時として、日本語の「大丈夫ですか?」という問いかけに対する応答としての「大丈夫です!」という日本語のニュアンスや意味といったものが、ただ単純に、体調(コンディション)が大丈夫です!という意味合い以外のニュアンスや意味を持ってしまうことがあるのかもしれないと思っている。これは、この「大丈夫ですか?」に対する応答というパターンだけではなく、いわゆる「日常会話」そのもの(それ自体)を、ただひたすらに、取り上げてみたとしても、これが、単なる「日本語」の「ニュアンス・意味」としての意味合いのみではなく、それ以外の「意図しない意味・ニュアンス」を、自然と持ってしまう認知形成パターンというのが、絶対にない...と、言い切れないと思っている。

 例えば、ただ単純に、頭痛で困っていた人が、バファリンを飲んで横になって休んで、1時間ぐらいして、「頭痛」それ自体が収まった時に、保健室の先生が、「大丈夫?」と問いかけたとして、これが、ただ単純に「(頭痛が)大丈夫です」という意味・ニュアンスだけの時に、その保健室の先生が、仮にその生徒の赤点の点数のテストを複数枚、あらかじめ見ていたとして、それ(テストの点数を見られていること)を、その生徒が知らずにいた状態で、「大丈夫です」と答えた場合、その保健室の先生にとって、その「大丈夫です」の意味・ニュアンスとしては、①頭痛が心配ないということ、②赤点のテストが問題ないということ、の二つの意味合いを含めた「大丈夫です」といったニュアンス・意味として、自然と認識されてしまう可能性がある。

 まあ、仮に、これ以外の例をたくさん挙げてみてくれと言われると、そうそう、なかなか思いつくものではないのだけれども、一つの言葉が、時として、二つの意味を持ち合わせてしまう偶然、言うなれば、「偶然の一致」とでも言うかのようなセンスを言葉が持ち合わせるケースがあると思われる。そういった意味では、いわゆる「オヤジギャグ」も、意味をかぶらせるテクニックを使っていると考えられなくもないが、この場合には、あくまでも、「テクニック」として使っているのであって、別に、一つの言葉に、二つの意味・ニュアンスをかぶらせているわけではない。
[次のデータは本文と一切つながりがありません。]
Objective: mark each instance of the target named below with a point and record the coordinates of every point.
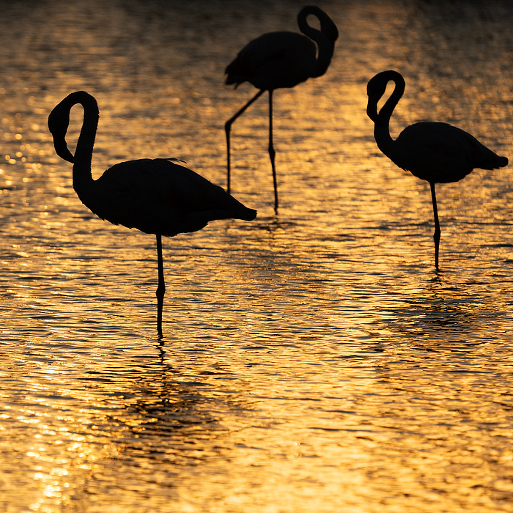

だから、これとは根本的に性質が異なる。

 では、このようなことが、日本語をたくさん知っていればいるほど、言うなれば、日本語に熟達していればいるほど、このような「偶然の一致」の確率が上がるのか?と、言われると、それはたしかに、ボキャブラリーの絶対量が増えているから、その確率が上がるという見方も、できなくはないのだけれど、そういう確率論的に確率が上がるというよりは、むしろ、日本語の微妙なニュアンスを精緻に使い分けることができる確率が純粋に上がるのだから、その結果として、この「偶然の一致」を回避させるテクニックをあらかじめ、自らが身に着けている...という見方をするほうが、むしろ、自然なのではないだろうか。

 言うなれば、同じ日本語でも、英単語で表現したほうが、ちょっとカッコよく伝わってくるようなイメージで、それと同様に、同じ日本語でも、その意味・ニュアンスの微妙な違いごとに、使い分けられたほうが、その「使い分けられる」分だけ、英語にしても、日本語にしても、きっちりと、その意味合い・ニュアンスを分けることができるようになるはずだ。ここに、いわゆる、大学受験で学習する「現代文」の学習の価値というのが、あるのではないだろうか...とも、思ったりする。

 よく、いわゆる「頭の良い人」というのは、数学ができる人だ!みたいな、風潮がどこか、日本においても、海外においても、そのような見方をされるケースが多いようだ。特に、中国・韓国では、理系の大学出身でないと、差別されますよ的な風潮さえあるとYOUTUBEで話されていた。もちろん、頭は良いのかもしれないが、同じ「言語」ベースで、別の人の「理解」を促進することができる能力があるか否か?といった点においては、まったくの別問題だ。数学という数式をベースに考える学問領域においてですら、確実に、文章題の文章に「日本語」が記載されているし、その「数式」の意味を「説明」する際にも、用いられるのは、あくまでも、「日本語」ベースだからだ。つまり、その「理解」というのが、自分の中あるいは、数学といった共通のルーツを持った人同士でしか通用させることができないといった大きな欠点を持っている。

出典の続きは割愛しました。